Ayer otra vez

Ayer otra vezConsulto en IMDb la ficha técnica de Ayer otra vez, y de paso leo el comentario de un espectador que califica a la película de Johnny To con un 2/10, entre otras cosas porque esta historia protagonizada por una pareja de ladrones no muestra armas ni disparos, y porque tampoco les rinde homenaje a los policiales made in Hollywood. Qué curioso; justamente en esos dos argumentos se basa parte de la siguiente recomendación.

Desde el principio, la constatación es evidente: la Srita. To y el Sr. Thief no son Bonnie y Clyde. De hecho, no delinquen por necesidad o resentimiento. No tienen nada en contra del sistema (todo lo contrario). No son marginales, mucho menos fugitivos.

Se trata, en cambio, de ladrones de guantes blancos, de cleptómanos profesionales que compiten permanentemente para desafiarse, probarse, conquistarse, admirarse.
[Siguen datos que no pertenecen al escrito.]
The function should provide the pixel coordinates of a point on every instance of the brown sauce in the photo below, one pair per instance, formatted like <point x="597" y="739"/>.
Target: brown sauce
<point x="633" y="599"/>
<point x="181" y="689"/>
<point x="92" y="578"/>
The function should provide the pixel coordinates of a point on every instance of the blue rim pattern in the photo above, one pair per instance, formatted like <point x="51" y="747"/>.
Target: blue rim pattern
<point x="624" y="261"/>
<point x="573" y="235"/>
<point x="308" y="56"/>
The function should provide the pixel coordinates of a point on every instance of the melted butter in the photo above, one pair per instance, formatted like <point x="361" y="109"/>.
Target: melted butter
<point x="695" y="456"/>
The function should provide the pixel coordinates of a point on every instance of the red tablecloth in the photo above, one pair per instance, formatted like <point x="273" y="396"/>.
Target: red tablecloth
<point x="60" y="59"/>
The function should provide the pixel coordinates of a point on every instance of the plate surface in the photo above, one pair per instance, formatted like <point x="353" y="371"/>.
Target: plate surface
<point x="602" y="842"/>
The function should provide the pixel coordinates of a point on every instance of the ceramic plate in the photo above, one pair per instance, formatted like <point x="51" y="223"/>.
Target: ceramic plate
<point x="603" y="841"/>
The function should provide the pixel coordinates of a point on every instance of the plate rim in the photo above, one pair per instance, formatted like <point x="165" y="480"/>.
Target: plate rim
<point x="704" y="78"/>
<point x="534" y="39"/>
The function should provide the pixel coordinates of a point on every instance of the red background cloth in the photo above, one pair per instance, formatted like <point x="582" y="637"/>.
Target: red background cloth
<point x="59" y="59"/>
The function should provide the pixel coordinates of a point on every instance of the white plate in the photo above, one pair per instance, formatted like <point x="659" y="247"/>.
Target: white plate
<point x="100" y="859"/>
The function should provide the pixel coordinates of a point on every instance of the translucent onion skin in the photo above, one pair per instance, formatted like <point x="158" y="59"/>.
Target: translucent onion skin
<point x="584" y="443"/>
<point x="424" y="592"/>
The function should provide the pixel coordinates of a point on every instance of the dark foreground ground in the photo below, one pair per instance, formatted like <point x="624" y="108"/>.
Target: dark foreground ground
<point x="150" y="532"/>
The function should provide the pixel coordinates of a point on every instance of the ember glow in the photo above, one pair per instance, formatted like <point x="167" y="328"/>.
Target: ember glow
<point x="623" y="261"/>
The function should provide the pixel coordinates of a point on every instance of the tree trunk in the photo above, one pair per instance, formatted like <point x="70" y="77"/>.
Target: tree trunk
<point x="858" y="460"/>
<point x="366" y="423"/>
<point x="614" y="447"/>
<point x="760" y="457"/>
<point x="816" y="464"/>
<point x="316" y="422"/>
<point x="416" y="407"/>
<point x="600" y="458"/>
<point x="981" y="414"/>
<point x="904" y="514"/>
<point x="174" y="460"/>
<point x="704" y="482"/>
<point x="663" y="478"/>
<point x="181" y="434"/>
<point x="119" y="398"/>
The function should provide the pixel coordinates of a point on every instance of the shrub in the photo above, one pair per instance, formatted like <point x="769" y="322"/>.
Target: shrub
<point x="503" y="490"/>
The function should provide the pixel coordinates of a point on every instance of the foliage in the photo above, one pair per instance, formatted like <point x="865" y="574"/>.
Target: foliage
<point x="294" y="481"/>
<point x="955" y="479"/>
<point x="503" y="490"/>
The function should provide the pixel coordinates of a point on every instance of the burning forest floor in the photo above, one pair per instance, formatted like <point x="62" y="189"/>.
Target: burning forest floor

De ahí el accionar fino, mesurado, no-violento. De ahí el ingenio a la hora de planificar robos cronometrados al milímetro. De ahí la prescindencia de golpes y disparos.

En realidad, la historia escrita por The Hermit y Kin Yee Au no pertenece al género policial o de suspenso, sino al romántico. En este sentido, los guionistas sí cumplen con ciertas reglas narrativas que incluyen varios toques melodramáticos, típicos de toda película de amor.

Sammi Cheng y Andy Lau (su rostro les resultará familiar a quienes hayan visto La casa de las dagas voladoras) interpretan a la perfección a estos dos esposos que -aún después de divorciados- continúan celándose, deseándose, conquistándose. A cargo de los roles secundarios, Jenny Hu y Carl Ng encarnan a otra dupla (madre-hijo en este caso) igualmente interesante.

Hace tiempo la geografía escolar nos enseñó que Hong Kong queda (casi) en las antípodas de los Estados Unidos. Basta con mirar Ayer otra vez para darse cuenta de que el film de Johnny To mantiene una distancia similar con respecto al cine de súper acción de Hollywood y a muchos de sus espectadores.